I then created encoding for the tags and the tokens as seen below

tag2id = {tag: id for id, tag in enumerate(unique_tags)}
id2tag = {id: tag for tag, id in tag2id.items()}

# import the transformers module
from transformers import BertTokenizerFast

# import the small bert tokenizer
model_name = "google/bert_uncased_L-4_H-512_A-8"
tokenizer = BertTokenizerFast.from_pretrained(model_name)

train_encodings = tokenizer(train_texts, is_split_into_words=True, return_offsets_mapping=True, padding=True, truncation=True)
val_encodings = tokenizer(val_texts, is_split_into_words=True, return_offsets_mapping=True, padding=True, truncation=True)
test_encodings = tokenizer(test_texts, is_split_into_words=True, return_offsets_mapping=True, padding=True, truncation=True)

It’s when I run the offset function that I get an error message

import numpy as np

def encode_tags(tags, encodings):
    labels = [[tag2id[tag] for tag in doc] for doc in tags]
    encoded_labels = []
    for doc_labels, doc_offset in zip(labels, encodings.offset_mapping):
        # create an empty array of -100
        doc_enc_labels = np.ones(len(doc_offset),dtype=int) * -100
        arr_offset = np.array(doc_offset)

        # set labels whose first offset position is 0 and the second is not 0
        doc_enc_labels[(arr_offset[:,0] == 0) & (arr_offset[:,1] != 0)] = doc_labels
        encoded_labels.append(doc_enc_labels.tolist())

    return encoded_labels

# return the encoded labels
train_labels = encode_tags(train_tags, train_encodings)
val_labels = encode_tags(val_tags, val_encodings)
test_labels = encode_tags(test_tags, test_encodings)

The error message is below:

---------------------------------------------------------------------------
ValueError                                Traceback (most recent call last)
<ipython-input-18-7290e6aeda9c> in <module>()
     17 
     18 # return the encoded labels
---> 19 train_labels = encode_tags(train_tags, train_encodings)
     20 val_labels = encode_tags(val_tags, val_encodings)
     21 test_labels = encode_tags(test_tags, test_encodings)

<ipython-input-18-7290e6aeda9c> in encode_tags(tags, encodings)
     11 
     12         # set labels whose first offset position is 0 and the second is not 0
---> 13         doc_enc_labels[(arr_offset[:,0] == 0) & (arr_offset[:,1] != 0)] = doc_labels
     14         encoded_labels.append(doc_enc_labels.tolist())
     15 

ValueError: NumPy boolean array indexing assignment cannot assign 236 input values to the 120 output values where the mask is true

I am not sure where my error is, as I have tried to replicate what is in the tutorial.

2 Likes

I have the same problem, maybe because of the training data problem, you can try to UTF-8 encoding to UTF-8-SIG

raw_text = file_path.read_text(encoding='UTF-8-sig').strip()

Because UTF-8 may cause an extra \ufeff character in the encoded data

I get this same error, and changing from utf-8 to utf-8-sig didn’t solve it…

Also having this problem…

Not sure if this is related to the problem, but I do not believe that this code is correct.

A Path does not have an encoding - it is just a path, not the contents of that path.
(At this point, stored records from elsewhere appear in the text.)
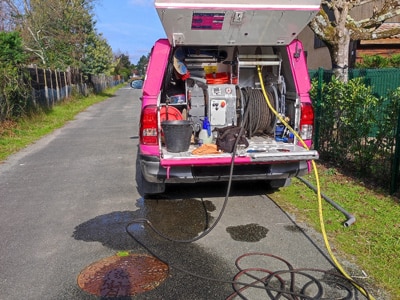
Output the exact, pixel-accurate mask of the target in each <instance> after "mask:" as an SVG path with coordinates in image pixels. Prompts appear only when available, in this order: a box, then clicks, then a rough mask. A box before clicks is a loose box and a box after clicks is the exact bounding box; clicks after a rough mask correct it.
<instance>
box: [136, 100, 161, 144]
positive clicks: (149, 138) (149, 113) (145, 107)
mask: <svg viewBox="0 0 400 300" xmlns="http://www.w3.org/2000/svg"><path fill="white" fill-rule="evenodd" d="M140 143H141V144H145V145H158V136H157V106H146V107H145V108H144V109H143V110H142V114H141V117H140Z"/></svg>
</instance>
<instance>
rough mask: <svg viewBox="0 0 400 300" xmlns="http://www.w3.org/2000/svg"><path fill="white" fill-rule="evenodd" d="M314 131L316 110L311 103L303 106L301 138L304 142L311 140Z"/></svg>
mask: <svg viewBox="0 0 400 300" xmlns="http://www.w3.org/2000/svg"><path fill="white" fill-rule="evenodd" d="M313 130H314V109H313V107H312V105H311V103H309V102H305V103H302V104H301V118H300V136H301V138H302V139H303V140H311V139H312V136H313Z"/></svg>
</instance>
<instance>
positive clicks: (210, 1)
mask: <svg viewBox="0 0 400 300" xmlns="http://www.w3.org/2000/svg"><path fill="white" fill-rule="evenodd" d="M320 4H321V1H320V0H296V1H293V0H279V1H277V0H274V1H272V0H248V1H245V0H217V1H215V0H214V1H213V0H156V1H155V7H156V10H157V13H158V15H159V18H160V20H161V23H162V25H163V27H164V30H165V33H166V35H167V37H168V40H169V42H170V43H171V45H174V46H175V45H232V46H234V45H287V44H289V43H290V42H291V41H293V39H295V38H296V37H297V35H298V34H299V33H300V32H301V31H302V30H303V28H304V27H305V26H307V24H308V23H309V22H310V21H311V20H312V18H313V17H314V16H315V15H316V13H317V12H318V11H319V8H320Z"/></svg>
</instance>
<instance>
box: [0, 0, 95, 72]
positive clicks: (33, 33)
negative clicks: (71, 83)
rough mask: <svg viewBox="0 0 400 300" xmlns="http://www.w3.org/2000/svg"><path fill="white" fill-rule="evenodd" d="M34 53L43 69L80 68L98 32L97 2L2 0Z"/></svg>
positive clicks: (90, 1)
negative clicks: (85, 44) (90, 32)
mask: <svg viewBox="0 0 400 300" xmlns="http://www.w3.org/2000/svg"><path fill="white" fill-rule="evenodd" d="M0 1H1V3H2V5H3V6H4V7H5V8H6V9H7V11H8V12H9V15H10V19H11V21H12V23H13V24H14V27H15V29H16V30H17V31H19V32H20V33H21V36H22V38H23V40H24V48H25V50H26V51H27V52H29V53H30V54H31V62H34V63H38V64H39V65H41V66H43V67H52V68H66V67H67V66H73V67H79V64H80V62H81V61H82V59H83V57H84V47H85V42H86V39H87V36H88V34H89V33H90V32H92V31H93V30H94V22H93V19H92V15H91V10H92V2H93V1H94V0H0Z"/></svg>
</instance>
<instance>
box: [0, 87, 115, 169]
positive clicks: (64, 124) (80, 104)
mask: <svg viewBox="0 0 400 300" xmlns="http://www.w3.org/2000/svg"><path fill="white" fill-rule="evenodd" d="M121 86H122V85H118V86H115V87H112V88H110V89H107V90H105V91H104V92H102V93H101V94H98V95H91V96H88V97H83V96H82V97H71V98H69V99H68V100H65V101H63V102H62V103H60V104H57V105H55V106H53V108H52V109H50V110H48V111H42V112H40V113H37V114H34V115H32V116H30V117H24V118H20V119H19V120H17V121H6V122H3V123H1V124H0V162H2V161H4V160H5V159H6V158H7V157H8V156H9V155H11V154H13V153H16V152H18V151H19V150H21V149H23V148H25V147H26V146H28V145H29V144H31V143H33V142H35V141H36V140H38V139H40V138H41V137H43V136H45V135H46V134H49V133H51V132H52V131H54V130H55V129H57V128H60V127H62V126H63V125H65V123H66V122H68V121H71V120H73V119H74V118H75V116H76V115H77V114H78V113H80V112H82V111H84V110H85V109H86V108H88V107H89V106H91V105H93V104H95V103H98V102H101V101H104V100H105V99H107V98H109V97H111V96H112V95H113V94H114V93H115V91H116V90H118V89H119V88H121Z"/></svg>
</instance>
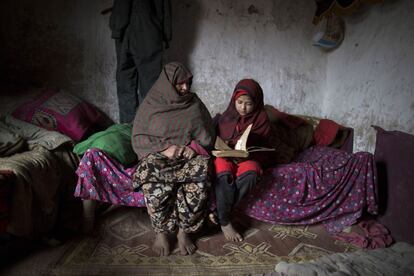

However, when trying to read the file from that Path, you can provide the encoding. So the correct code should be:

def read_wnut(file_path):
    file_path = Path(file_path)

    raw_text = file_path.read_text(encoding='utf8').strip()

In case it helps anyone, the cause of this problem in my case was zero-width space characters and other non-standard UTF8 characters.

You can detect them as follows

for char in text:
    if ord(char) > 255:
        *possibly problematic char*

Some of them you might want to normalise, others you might want to keep. I’m not sure exactly which ones break the encoding, but it was certainly more than one specific char in my case.